Alışveriş merkezlerine meydan okuyan sokak esnafları

YAYINLAMA
GÜNCELLEME

Ufuk GERGERLİOĞLU

Bugüne kadar yüzlerce farklı noktada binlerce esnafımızı yerinde gözlemleme imkanım oldu. Gezdiğim esnaflarımızdan belki de yüzde 90'ına yakın bölümü çevrelerinde açılan alışveriş merkezlerini büyük bir tehdit olarak değerlendirdi. AVM'lerin sundukları imkanları kendilerinin sunamadıklarından dert yanan binlerce esnaf böyle giderse dükkanlarına kepenk vuracaklarını da ifade etti.

Esnaflarımızın elbette haklı yanları var. Tüm Türkiye'de şehir merkezlerine yakın bölgelerde konumlanan ve son senelerde sayıları hızla artan alışveriş merkezleri, tüketicileri sundukları imkanlarla büyülemeyi başarıyorlar. Esnaflarımıza "neden insanlar AVM'leri tercih ediyorlar" diye sorduğumda neredeyse çoğundan hep aynı cevabı alıyorum. Bu işletmelerimizin ortak itirafı; "tüketiciler istedikleri her şeyi orada bulabiliyorlar. Aynı zamanda geziyorlar, dolaşıyorlar, eğleniyorlar. Biz bunları sağlayamıyoruz" oluyor.

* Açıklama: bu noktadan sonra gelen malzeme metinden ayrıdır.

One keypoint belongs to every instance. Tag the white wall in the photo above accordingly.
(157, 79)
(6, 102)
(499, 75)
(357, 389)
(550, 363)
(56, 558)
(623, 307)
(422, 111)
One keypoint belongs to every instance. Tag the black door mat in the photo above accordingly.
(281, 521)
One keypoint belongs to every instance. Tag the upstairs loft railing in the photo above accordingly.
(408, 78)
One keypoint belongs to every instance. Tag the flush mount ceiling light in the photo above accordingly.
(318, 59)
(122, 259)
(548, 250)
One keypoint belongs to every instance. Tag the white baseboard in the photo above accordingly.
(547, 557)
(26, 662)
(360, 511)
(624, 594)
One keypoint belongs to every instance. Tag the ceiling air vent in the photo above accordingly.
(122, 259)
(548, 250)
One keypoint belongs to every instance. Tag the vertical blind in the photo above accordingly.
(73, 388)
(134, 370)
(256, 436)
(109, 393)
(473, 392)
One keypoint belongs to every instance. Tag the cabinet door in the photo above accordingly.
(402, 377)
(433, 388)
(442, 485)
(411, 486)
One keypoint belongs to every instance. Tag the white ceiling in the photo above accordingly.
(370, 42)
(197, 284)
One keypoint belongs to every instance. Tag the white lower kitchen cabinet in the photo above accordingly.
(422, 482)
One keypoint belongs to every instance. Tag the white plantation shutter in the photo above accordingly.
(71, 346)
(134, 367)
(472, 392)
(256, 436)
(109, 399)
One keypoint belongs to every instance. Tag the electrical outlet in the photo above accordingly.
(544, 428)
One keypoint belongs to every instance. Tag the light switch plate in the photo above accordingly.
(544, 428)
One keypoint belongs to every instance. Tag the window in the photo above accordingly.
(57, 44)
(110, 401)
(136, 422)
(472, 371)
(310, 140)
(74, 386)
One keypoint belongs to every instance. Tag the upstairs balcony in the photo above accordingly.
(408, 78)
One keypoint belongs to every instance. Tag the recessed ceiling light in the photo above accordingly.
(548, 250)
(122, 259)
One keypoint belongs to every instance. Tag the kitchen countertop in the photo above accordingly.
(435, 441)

Alışveriş merkezlerinin şehrin göbeğinde olmaması noktasında esnaflarımızı sonuna kadar destekliyorum. Hatta esnaf odalarının bir kamuoyu oluşturarak yetkililere seslerini güçlü bir biçimde duyurmaları konusunda da her türlü yardımı sağlamaya hazırım. Fakat teslimiyetçi zihniyete asla katılmadığımı söylemek isterim. 'Teslimiyetçi zihniyet' ile anlatmaya çalıştığım şey "bundan sonra hiçbir şey yapamayız", "bizi kimse kurtaramaz", "biz zaten battık" gibi düşünen kafa yapısıdır. Bu kafa yapısıyla alışveriş merkezleri ile ne bir mücadele yapabilirsiniz ne de sağlıklı bir kamuoyu oluşturabilirsiniz.

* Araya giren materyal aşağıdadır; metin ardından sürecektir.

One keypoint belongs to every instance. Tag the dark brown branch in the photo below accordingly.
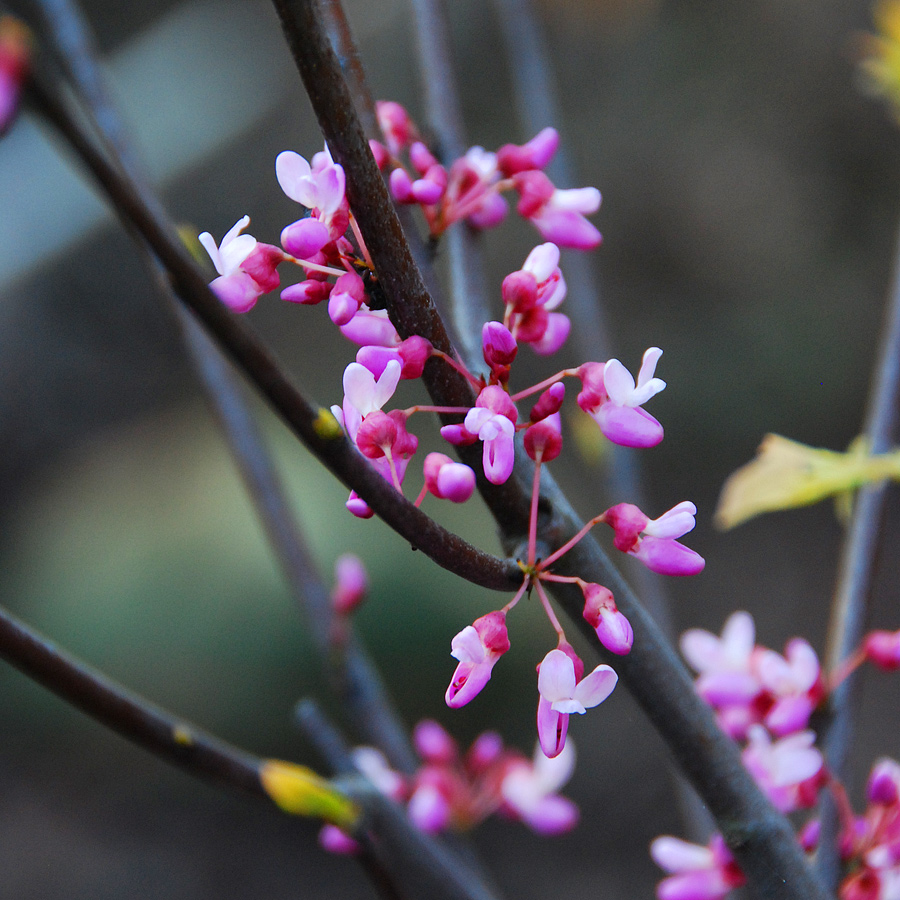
(850, 606)
(135, 718)
(762, 840)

Bunun yanında ara sokaktaki bir esnafın bile iyi, kaliteli, istikrarlı bir duruş sergilediğinde ayakta durabileceğinin altını sürekli çizmişimdir. İşte buna güzel bir örnek Kadıköy Erenköy'deki Telli Kavak Sokağı esnafıdır. Bu bölgeyi ziyaret ettiğimde buradaki dükkanlarımıza ana cadde istikametinde uğramayı tercih ettim. Ana caddede sorun varsa ara sokaklara girmenin hiçbir anlam ifade etmediğini her zaman düşünürdüm. Ama bu sefer öyle yapmadım. Yaklaşık 10'a yakın dükkanın bulunduğu Telli Kavak esnafını ziyaret etme kararı aldım. Aldığım sonuç çok şaşırtıcıydı. Bu sokaktaki birçok dükkana çekinerek girdim ama rahatlamış bir şekilde çıktım. Nasıl oluyor da ana cadde müşterisizlikten yakınırken buradaki esnafın yüzü gülüyordu. Bu soruyu kendilerine sordum. Sokak esnafımızın verdiği cevaplar çok tatminkardı. Gelin onlardan bazıları ile paylaştığımız o güzel anları beraber değerlendirelim.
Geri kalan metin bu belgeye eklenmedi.